Dzao people with their own unique features contribute to the richness of cultural identity of minority groups in Ha Giang. Those varieties include the traditional wedding which is carried out through different ceremonies.
Before the wedding, the house is decorated beautifully. Elderly people are the very important ones who have a deep understanding of customs and rituals. At the traditional wedding, the groom wears a black turban folded several layers while the bride wears the traditional long dress, a silver string around her waist with lots of bracelets and a silver ring.
The wedding starts from the previous day’s afternoon until the next morning. To take the bride home, relatives of the groom are challenged by responding to traditional songs and drinking wine. Dzao people perceive that if the couple overcomes these challenges, they will gain lots of luck and live happily together. By the next morning, the bride is taken out of the room by her mother. Before her ancestors’ altar, the bride and groom together pray for their happiness. After that, the groom takes the bride home. According to the customs of the Dzao people, the crowd must follow some strict rules that guarantee forever happiness for the bride and the groom on the way going back to the groom’s house. These rules include going straight, not passing under the trough or go behind the house of others. Upon arrival at the groom’s home, people have to wait for the storyteller to conduct some rituals before getting into the house. The couple came to the ancestral altar to pray for themselves, drink wine and to listen to advice.
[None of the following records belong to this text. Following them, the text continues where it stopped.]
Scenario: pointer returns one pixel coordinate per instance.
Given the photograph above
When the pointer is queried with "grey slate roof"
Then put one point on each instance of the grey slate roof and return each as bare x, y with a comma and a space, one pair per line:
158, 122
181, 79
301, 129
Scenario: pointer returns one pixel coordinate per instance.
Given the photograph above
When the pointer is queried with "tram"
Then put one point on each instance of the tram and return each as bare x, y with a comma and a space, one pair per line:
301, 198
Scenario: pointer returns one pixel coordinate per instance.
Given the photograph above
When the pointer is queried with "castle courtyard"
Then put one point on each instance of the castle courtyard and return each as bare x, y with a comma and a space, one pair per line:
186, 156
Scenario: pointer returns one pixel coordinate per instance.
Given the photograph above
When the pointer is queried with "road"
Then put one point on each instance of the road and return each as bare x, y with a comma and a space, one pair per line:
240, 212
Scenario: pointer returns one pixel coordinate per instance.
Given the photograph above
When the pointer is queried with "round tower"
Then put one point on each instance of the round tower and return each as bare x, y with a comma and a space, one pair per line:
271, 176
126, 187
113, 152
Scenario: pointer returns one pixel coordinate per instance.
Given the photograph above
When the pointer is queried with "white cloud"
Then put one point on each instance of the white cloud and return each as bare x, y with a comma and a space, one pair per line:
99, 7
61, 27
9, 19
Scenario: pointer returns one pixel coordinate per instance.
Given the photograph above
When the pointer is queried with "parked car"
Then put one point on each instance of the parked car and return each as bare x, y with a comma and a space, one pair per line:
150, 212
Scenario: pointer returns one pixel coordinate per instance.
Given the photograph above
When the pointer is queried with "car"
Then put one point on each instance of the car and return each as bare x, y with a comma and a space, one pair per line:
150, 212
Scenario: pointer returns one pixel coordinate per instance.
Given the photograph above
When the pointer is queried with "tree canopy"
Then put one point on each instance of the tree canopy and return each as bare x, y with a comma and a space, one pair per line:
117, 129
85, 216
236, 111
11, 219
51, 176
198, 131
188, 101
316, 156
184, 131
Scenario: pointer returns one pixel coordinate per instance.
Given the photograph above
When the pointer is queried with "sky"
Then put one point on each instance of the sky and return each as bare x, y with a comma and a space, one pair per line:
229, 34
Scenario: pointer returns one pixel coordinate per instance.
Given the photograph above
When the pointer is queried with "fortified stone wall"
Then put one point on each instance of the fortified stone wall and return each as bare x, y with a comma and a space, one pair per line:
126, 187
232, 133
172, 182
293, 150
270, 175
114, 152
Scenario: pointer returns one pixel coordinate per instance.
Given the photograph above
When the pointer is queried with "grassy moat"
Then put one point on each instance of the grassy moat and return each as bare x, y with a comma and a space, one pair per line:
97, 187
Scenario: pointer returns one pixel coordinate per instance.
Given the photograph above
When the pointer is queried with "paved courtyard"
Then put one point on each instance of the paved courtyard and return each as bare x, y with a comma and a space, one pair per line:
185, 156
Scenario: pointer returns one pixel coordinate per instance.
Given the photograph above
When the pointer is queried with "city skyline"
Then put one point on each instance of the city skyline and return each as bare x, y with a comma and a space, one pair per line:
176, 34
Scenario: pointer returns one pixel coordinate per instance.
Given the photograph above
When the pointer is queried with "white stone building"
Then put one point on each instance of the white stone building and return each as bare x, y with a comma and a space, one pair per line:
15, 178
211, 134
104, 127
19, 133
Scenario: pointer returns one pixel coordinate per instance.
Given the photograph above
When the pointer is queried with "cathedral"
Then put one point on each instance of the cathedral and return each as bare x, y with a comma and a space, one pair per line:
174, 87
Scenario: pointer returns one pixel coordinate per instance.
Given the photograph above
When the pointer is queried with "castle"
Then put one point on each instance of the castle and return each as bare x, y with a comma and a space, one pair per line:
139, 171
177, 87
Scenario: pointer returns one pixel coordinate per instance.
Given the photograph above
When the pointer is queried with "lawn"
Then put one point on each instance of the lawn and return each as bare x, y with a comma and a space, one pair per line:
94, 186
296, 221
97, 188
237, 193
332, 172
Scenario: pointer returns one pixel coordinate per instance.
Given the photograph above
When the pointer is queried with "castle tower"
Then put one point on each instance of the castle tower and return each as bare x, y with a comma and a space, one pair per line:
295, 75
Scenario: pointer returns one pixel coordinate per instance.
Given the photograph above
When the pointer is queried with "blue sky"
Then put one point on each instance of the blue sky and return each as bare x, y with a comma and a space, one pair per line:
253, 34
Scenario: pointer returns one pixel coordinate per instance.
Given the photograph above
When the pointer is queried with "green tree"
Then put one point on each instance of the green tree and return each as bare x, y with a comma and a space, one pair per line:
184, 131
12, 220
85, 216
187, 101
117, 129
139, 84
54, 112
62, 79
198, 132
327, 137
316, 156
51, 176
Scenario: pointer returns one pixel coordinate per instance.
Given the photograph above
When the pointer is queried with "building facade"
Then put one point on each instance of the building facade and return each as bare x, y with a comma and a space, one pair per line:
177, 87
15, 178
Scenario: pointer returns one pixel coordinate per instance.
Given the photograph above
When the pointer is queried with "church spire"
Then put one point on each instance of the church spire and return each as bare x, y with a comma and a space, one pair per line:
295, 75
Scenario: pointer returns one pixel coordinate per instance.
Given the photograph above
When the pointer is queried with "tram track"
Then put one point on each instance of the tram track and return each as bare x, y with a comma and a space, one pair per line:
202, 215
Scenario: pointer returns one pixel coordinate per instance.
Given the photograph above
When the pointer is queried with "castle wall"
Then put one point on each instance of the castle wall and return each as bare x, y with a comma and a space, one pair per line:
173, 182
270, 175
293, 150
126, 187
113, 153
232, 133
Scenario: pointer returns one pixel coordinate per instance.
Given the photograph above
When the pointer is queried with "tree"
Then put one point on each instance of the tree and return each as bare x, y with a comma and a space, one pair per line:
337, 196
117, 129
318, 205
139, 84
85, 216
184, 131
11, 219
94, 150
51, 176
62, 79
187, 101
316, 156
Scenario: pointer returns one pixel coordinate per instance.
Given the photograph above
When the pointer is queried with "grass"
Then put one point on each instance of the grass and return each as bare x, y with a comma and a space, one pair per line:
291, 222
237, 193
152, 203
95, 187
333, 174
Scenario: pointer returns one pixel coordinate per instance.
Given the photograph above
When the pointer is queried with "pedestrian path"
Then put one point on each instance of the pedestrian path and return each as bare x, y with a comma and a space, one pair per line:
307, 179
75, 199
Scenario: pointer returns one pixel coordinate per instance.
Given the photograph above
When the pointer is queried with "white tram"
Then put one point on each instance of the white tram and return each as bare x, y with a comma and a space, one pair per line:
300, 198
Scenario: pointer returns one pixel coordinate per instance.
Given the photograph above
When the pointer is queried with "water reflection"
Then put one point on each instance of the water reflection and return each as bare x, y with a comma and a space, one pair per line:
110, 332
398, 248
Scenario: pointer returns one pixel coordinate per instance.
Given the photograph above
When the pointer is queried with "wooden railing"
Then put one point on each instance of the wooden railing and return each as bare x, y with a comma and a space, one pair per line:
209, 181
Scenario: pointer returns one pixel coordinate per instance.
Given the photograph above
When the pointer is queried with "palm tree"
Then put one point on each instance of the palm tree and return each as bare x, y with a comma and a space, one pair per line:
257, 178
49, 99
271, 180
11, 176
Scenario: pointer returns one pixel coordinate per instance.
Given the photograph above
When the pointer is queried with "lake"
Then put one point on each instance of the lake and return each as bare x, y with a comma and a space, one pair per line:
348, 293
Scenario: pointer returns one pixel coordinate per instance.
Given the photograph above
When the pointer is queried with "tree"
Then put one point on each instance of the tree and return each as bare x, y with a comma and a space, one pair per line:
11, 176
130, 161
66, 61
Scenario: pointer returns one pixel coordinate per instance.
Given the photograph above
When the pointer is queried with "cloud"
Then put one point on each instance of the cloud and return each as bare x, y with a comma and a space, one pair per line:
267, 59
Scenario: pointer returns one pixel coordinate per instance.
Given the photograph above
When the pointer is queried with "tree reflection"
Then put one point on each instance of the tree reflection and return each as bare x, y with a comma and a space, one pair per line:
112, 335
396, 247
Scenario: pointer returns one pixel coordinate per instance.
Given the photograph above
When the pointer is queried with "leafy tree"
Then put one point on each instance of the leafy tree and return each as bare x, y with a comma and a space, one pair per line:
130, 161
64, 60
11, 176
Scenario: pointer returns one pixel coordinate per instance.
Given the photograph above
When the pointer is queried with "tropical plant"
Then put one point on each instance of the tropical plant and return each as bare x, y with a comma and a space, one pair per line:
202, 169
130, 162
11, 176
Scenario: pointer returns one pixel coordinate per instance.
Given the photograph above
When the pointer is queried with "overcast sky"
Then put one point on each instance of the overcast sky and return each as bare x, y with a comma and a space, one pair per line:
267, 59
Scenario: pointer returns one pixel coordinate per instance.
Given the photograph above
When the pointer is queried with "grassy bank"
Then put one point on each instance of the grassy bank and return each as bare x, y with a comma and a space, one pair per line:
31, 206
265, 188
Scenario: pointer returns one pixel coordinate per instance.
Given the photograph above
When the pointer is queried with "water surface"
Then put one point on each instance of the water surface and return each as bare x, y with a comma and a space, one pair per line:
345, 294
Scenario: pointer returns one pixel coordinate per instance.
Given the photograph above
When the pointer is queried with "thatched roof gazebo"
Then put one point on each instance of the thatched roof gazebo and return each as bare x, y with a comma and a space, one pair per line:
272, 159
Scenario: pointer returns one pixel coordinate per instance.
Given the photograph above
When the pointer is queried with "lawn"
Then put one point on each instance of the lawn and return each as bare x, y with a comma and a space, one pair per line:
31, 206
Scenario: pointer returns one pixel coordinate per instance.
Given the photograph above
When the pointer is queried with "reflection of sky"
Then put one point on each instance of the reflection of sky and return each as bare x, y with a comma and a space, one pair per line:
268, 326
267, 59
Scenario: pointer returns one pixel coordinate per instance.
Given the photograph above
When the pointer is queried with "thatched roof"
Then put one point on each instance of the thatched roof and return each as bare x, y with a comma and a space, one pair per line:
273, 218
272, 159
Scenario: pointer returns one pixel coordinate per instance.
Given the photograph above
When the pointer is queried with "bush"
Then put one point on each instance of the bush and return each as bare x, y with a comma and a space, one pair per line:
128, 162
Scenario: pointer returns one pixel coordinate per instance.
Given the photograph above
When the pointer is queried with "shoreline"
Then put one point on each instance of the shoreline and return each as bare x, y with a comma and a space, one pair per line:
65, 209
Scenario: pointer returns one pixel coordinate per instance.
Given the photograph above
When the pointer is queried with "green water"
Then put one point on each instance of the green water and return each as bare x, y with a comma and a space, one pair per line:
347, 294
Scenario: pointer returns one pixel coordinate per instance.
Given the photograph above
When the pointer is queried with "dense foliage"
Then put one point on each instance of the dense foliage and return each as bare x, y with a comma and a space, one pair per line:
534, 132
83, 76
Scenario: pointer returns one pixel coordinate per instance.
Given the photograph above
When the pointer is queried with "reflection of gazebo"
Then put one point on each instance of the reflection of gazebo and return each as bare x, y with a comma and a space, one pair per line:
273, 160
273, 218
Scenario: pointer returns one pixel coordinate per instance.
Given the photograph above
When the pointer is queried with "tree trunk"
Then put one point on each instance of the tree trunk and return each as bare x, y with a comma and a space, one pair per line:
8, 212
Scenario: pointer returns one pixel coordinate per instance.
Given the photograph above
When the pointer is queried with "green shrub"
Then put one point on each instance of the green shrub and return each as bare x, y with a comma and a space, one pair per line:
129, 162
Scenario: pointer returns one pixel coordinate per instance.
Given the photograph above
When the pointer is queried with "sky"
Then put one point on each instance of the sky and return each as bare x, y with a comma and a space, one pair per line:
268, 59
Three days after the wedding, the bride is not allowed to visit her parents and her villages as well. Then, within a certain period of time which has been agreed by the two sides, the couple can return to the bride’s home to greet her parents, siblings, and relatives staying there. On the date of appointment, the two families together with the new couple gather to do another ritual.
Unlike in the past, young men and women of Dzao people can freely find and marry equally with other ethnic groups thanks to the cultural intersection. Many customs at the wedding ceremony of the Dzao people have been exempted to suit with the conditions of each family, but still, retain the rich traditional features.